The roots of branding are debatable based on your definition. There is evidence of branding dating back to earliest days of recorded civilization in 2250 BCE. You could point to Josiah Wedgwood’s branding of his fine china and tableware products with his name to denote high quality during the 18th century. Though many were likely not aware of the concept as we know it today, there have been many pioneers and trailblazers in branding. This article will review some of the more important developments in the history of branding.
The Earliest Days of Branding
From the earliest days of human civilization up through the first half of the 20th century, branding was used as a marker of superior quality. When consumers saw certain markings on the products they purchased, it served as a guarantee that they were buying high-quality products that did what they were supposed to.
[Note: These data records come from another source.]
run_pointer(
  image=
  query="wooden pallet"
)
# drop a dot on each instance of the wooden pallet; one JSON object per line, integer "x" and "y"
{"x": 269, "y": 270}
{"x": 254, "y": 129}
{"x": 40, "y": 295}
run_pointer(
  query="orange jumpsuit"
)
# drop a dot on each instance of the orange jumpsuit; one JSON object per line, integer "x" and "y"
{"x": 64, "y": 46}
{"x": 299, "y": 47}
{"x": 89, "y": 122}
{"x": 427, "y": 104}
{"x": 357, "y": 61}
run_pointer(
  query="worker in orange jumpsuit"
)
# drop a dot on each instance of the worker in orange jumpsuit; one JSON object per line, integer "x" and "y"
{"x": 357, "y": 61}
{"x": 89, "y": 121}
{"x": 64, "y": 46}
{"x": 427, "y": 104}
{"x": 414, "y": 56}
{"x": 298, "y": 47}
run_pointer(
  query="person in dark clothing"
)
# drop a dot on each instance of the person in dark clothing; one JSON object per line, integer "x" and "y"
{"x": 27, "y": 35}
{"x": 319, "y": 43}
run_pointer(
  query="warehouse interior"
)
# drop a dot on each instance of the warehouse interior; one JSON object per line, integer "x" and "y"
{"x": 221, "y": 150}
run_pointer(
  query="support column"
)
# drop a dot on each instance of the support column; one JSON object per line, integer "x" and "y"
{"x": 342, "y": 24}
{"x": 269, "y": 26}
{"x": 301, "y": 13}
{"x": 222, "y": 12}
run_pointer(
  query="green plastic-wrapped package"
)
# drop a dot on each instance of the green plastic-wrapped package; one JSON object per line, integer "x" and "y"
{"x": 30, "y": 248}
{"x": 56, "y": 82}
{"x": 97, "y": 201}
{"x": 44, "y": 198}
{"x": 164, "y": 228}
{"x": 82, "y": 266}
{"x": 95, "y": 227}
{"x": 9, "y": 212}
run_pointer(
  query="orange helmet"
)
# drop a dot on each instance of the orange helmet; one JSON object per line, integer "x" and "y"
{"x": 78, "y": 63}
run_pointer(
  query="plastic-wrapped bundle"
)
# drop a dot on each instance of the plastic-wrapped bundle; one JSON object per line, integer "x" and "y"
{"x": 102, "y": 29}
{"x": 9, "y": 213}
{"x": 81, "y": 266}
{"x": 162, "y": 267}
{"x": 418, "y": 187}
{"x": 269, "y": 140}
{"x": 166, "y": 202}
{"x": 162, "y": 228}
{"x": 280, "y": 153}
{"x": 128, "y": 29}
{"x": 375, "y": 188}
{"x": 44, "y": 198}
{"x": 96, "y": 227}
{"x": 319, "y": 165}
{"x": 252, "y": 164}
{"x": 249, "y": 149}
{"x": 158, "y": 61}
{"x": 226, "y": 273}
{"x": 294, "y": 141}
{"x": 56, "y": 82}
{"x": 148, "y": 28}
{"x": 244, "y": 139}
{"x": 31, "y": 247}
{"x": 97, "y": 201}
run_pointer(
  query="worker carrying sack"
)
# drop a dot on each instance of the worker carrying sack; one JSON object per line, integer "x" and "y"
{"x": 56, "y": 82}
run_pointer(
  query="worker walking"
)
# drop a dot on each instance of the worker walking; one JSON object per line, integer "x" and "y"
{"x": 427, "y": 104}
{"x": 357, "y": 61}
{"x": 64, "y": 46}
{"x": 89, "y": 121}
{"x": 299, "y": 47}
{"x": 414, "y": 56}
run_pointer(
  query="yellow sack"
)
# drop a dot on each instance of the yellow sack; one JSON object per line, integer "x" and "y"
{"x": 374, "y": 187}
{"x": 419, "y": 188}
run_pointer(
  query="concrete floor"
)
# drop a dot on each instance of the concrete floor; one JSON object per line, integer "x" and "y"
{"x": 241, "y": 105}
You can find evidence of this in the ancient Indus Valley civilizations, where craftsmen etched square seals into stone and bronze tools, and merchants also used seals for their own products as well. One of the earliest examples of branding in the known world was in this era where merchants were forced to use seals of bulls, elephants, tigers and other Indian animals to brand their wares and communicate across different cultures.
This practice of using branding to differentiate between quality and efficacy was extremely popular in the early 1900s. Companies like Coca-Cola and Procter & Gamble used branding to corner their respective markets. They used branding to build a reputation of quality that would precede them. So when a person was looking to buy a bar of soap or a can of soda, they immediately thought of one of these companies. This created a consumer relationship that was built on trust.
Brands as Status Symbols
As the 20th century marched forward, pioneering companies like Coca-Cola, Quaker, Procter & Gamble, General Foods and Unilever faced a growing problem: their products were no longer head and shoulders above the competition. A person could spend less on the same products produced by lesser known companies and get similar results. To position their companies ahead of the growing list of competitors, they had to use branding as a badge of sorts.
As the 1950s ended and the 1960s began, just saying you had the best product was no longer enough. In addition to offering functional value, products also needed to add emotional value and associate a person’s identity with the products they used. At a time when disposable income had reached an all-time high in America, companies focused on being more creative in their advertising so that they could charge more than their competitors and still command market dominance.
- Pepsi’s “Think Young” and “Pepsi Generation” campaigns
- Campbell’s new slogan: “M’m, m’m groovy!”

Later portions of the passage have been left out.